So first: this is a good read. Having spent the weekend reading about how import it is not to miss cache and being reminded that having your structs fit in cache lines makes you bad-ass, I was all prepared to score an epic win against the forces of garbage collection.
Let me take a step back.
X-Plane uses a series of custom allocation strategies in places where we know things that the system allocator cannot know (e.g. "all of these blocks have the same life-span", or "these allocations don't have to be thread-safe"), and this got us a win in terms of less CPU time being spent allocating.
X-Plane also uses a quad-tree-like structure to cull our scene-graph. The cull operation is very fast, and so (not surprisingly) when you profile the scene graph, the 'hot spots' in the quad tree are all L2 cache misses. (You can try this on X-Plane 9, just turn down objects to clear out driver time and see in-sim work.) In other words, the limiting factor on plowing through the scene graph is not CPU processing, rather it's keeping the CPU fed with more quad-tree nodes from memory.
The nodes in the quad tree come from one of these custom allocation strategies.
So my clever plan was: modify the custom allocator to try to keep quad-tree nodes together in memory, improving locality, improving cache hits, improving framerate, and proving once again that all of that misery I go through managing my own memory (and chasing down memory scribbles of my own creation) is totally worth it!
Unfortunately, my clever plan made things worse.
It turns out that the allocation pattern I had before was actually better than the one I very carefully planned out. The central problem with most parts of X-Plane's scene graph is: you don't know what "stuff" is going to come out of the user's installed custom scenery, and you don't know precisely what will and won't be drawn. Thus while there is some optimal way to set up the scene graph, you can't precompute it, and you can only come close with heuristics.
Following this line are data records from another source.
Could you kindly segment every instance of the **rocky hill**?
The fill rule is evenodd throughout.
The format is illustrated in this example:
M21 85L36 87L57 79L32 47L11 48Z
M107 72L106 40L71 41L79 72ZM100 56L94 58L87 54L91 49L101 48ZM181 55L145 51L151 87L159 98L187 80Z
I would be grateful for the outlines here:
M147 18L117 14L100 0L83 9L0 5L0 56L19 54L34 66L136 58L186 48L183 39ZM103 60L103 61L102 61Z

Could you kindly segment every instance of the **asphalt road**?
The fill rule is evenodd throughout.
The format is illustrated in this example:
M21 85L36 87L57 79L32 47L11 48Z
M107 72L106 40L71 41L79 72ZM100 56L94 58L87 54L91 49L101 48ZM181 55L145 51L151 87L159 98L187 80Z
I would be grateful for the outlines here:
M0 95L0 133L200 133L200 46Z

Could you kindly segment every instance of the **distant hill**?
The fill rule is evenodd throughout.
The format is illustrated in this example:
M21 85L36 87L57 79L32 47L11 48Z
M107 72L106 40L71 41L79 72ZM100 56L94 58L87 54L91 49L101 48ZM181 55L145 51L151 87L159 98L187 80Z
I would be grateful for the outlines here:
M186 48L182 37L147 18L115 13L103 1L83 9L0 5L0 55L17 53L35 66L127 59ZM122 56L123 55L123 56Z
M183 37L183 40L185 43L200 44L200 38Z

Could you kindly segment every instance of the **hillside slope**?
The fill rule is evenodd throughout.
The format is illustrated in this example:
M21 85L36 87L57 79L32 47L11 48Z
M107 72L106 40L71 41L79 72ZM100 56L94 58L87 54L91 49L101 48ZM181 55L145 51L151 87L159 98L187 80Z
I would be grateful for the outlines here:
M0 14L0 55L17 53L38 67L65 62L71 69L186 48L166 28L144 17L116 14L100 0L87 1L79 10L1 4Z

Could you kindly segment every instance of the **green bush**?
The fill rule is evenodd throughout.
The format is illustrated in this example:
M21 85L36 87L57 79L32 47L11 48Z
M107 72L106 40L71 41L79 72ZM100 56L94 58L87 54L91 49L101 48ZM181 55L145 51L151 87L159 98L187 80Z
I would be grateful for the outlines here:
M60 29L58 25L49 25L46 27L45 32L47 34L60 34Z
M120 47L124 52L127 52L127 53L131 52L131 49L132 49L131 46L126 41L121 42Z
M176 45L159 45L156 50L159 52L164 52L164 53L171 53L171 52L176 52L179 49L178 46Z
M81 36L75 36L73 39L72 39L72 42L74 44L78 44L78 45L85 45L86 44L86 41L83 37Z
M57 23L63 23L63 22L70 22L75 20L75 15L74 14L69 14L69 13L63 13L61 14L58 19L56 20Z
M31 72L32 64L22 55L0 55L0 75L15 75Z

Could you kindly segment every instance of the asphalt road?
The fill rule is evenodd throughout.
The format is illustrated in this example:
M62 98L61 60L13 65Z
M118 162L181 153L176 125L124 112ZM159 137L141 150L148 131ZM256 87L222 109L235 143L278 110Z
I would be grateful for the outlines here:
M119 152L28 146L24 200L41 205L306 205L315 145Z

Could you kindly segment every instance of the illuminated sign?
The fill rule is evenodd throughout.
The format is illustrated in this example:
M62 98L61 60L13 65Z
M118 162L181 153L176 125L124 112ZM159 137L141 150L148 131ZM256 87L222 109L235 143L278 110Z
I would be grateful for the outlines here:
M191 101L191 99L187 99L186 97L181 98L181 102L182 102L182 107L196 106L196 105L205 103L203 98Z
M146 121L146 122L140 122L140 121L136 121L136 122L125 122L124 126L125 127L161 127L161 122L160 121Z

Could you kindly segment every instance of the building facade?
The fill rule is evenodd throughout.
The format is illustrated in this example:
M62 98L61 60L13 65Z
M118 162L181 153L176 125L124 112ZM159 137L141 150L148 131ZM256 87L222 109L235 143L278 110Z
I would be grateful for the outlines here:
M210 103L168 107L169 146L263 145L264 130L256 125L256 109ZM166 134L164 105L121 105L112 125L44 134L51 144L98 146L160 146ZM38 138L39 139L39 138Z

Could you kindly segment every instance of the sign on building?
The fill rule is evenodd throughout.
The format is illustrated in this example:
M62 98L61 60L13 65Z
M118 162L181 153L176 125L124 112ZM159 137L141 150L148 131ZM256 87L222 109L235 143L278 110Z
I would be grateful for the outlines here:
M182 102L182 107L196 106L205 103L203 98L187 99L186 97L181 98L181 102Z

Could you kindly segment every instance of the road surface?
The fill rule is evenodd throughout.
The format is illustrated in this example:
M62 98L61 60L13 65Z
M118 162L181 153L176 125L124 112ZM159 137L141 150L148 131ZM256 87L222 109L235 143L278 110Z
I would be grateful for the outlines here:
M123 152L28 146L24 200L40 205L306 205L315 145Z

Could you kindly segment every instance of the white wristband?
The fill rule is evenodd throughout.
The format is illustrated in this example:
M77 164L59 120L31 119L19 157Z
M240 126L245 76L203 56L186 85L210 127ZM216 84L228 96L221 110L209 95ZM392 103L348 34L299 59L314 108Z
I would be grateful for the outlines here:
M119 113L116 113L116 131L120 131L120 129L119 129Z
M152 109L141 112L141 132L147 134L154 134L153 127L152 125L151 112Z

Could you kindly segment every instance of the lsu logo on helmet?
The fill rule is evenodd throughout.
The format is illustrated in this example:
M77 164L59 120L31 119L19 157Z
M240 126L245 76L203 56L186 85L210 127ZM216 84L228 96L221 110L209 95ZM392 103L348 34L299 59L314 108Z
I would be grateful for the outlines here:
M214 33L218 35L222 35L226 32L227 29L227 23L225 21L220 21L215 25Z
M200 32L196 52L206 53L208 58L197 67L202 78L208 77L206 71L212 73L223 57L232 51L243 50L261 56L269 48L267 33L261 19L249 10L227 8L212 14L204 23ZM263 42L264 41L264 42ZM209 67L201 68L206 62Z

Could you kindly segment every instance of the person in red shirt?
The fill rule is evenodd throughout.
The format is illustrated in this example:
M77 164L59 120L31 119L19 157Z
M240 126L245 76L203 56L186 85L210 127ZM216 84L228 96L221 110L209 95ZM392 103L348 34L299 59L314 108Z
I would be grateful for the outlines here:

In this case the heuristic I had before (allocation order will be similar to draw order) turns out to be surprisingly good, and the allocation order I replaced it with (keep small bits of the scene graph separate so they can remain local within themselves later) was worse.
So...until next time, L2 cache, just know that somewhere, deep in my underground lair, I will be plotting to stuff you with good data. (Until then, I may have to go stuff myself with scotch.)